= Integrated Nuclear Fuel Cycle Information System =

International Atomic Energy Agency information database
Integrated Nuclear Fuel Cycle Information System (iNFCIS) is a set of databases related to the nuclear fuel cycle maintained by the International Atomic Energy Agency (IAEA). The main objective of iNFCIS is to provide information on all aspects of nuclear fuel cycle to various researchers, analysts, energy planners, academicians, students and the general public. Presently iNFCIS includes several modules. iNFCIS requires free registration for on-line access.

== Background ==
Nuclear fuel cycle consists of a number of steps which are critical in supporting a nuclear power programme.
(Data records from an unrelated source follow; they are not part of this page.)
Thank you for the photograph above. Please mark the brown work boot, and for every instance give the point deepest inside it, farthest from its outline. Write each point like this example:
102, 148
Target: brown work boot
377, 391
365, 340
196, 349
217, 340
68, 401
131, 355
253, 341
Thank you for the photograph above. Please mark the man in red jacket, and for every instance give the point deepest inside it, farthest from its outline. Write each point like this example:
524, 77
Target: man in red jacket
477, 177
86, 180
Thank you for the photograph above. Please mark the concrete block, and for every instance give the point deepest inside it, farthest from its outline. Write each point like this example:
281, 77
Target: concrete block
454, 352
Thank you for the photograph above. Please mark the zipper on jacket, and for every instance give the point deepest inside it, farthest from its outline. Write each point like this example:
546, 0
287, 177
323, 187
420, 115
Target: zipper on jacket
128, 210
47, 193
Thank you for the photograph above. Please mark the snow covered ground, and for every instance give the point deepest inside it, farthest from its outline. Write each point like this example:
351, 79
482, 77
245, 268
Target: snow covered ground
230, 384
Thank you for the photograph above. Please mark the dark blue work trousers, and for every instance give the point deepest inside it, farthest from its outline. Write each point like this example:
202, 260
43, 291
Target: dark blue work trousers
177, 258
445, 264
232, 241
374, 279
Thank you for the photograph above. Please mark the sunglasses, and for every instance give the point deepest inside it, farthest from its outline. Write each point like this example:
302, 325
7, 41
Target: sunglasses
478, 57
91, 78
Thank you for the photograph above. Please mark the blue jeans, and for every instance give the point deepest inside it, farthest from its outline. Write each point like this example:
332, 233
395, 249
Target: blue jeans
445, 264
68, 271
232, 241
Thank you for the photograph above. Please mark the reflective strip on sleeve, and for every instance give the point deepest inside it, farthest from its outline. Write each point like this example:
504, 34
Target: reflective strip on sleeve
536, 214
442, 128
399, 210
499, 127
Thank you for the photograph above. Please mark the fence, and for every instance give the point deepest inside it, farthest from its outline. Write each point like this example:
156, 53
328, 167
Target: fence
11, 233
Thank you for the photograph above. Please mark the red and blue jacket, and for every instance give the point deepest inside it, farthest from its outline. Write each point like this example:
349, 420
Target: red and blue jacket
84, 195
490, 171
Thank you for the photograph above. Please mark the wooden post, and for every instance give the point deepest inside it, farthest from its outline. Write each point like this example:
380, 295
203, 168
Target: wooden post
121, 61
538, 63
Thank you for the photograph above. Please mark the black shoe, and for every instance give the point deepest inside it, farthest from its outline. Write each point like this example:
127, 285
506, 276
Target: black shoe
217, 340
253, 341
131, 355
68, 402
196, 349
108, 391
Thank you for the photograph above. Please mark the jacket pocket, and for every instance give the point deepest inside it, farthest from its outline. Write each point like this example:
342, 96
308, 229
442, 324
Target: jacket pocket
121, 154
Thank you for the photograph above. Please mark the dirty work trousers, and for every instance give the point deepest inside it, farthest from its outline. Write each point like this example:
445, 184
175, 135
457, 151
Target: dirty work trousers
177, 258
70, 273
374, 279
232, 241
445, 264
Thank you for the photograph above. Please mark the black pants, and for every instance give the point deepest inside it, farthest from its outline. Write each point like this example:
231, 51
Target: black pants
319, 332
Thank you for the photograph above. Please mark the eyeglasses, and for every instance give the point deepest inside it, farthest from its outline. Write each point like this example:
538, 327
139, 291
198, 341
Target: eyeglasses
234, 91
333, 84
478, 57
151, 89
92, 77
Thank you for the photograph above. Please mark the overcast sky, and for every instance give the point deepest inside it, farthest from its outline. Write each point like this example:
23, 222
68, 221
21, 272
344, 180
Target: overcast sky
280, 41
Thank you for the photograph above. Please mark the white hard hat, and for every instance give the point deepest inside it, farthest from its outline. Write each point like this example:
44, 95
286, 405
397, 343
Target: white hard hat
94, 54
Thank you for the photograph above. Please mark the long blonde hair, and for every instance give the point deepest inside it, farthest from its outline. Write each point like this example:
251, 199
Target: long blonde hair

This included fuel supply-related activities in the front end and used or spent fuel-related activities in the back end. Reliable and accurate statistical data on worldwide nuclear fuel cycle activities is desired by the nuclear community for national policy making, international co-operation and studies pertaining to sustainable global energy futures. The IAEA provides up-to-date fuel cycle information to Member States, organizations and stakeholders, so as to understand, plan and develop nuclear fuel cycle programmes and activities. iNFCIS, a web-based system comprising several nuclear fuel cycle-related databases, is one source of such information.

== Data sources ==
IAEA over years has accumulated a large volume of data on nuclear fuel cycle activities through its regular technical meetings and publications, wherein contributions from Member States and leading international experts has been assimilated. IAEA had initiated electronic preservation of this data more than 20 years back, and since the last 10 years it has been made freely available through the public Internet. The data is regularly updated through direct inputs from the Member States, by consultants engaged by the IAEA or from open sources. All data is reviewed by consultants continuously to maintain high quality.

== Modules ==
iNFCIS presently includes the follow databases and a simulation tool:

- NFCIS – The Nuclear fuel cycle information system provides details regarding civilian nuclear fuel cycle facilities around the world. It contains information on operational and non-operational, planned, and cancelled facilities. All stages of nuclear fuel cycle activities are included, starting from uranium ore production to spent fuel storage facilities. NFCIS data has been used for analyses and studies related to nuclear fuel cycle.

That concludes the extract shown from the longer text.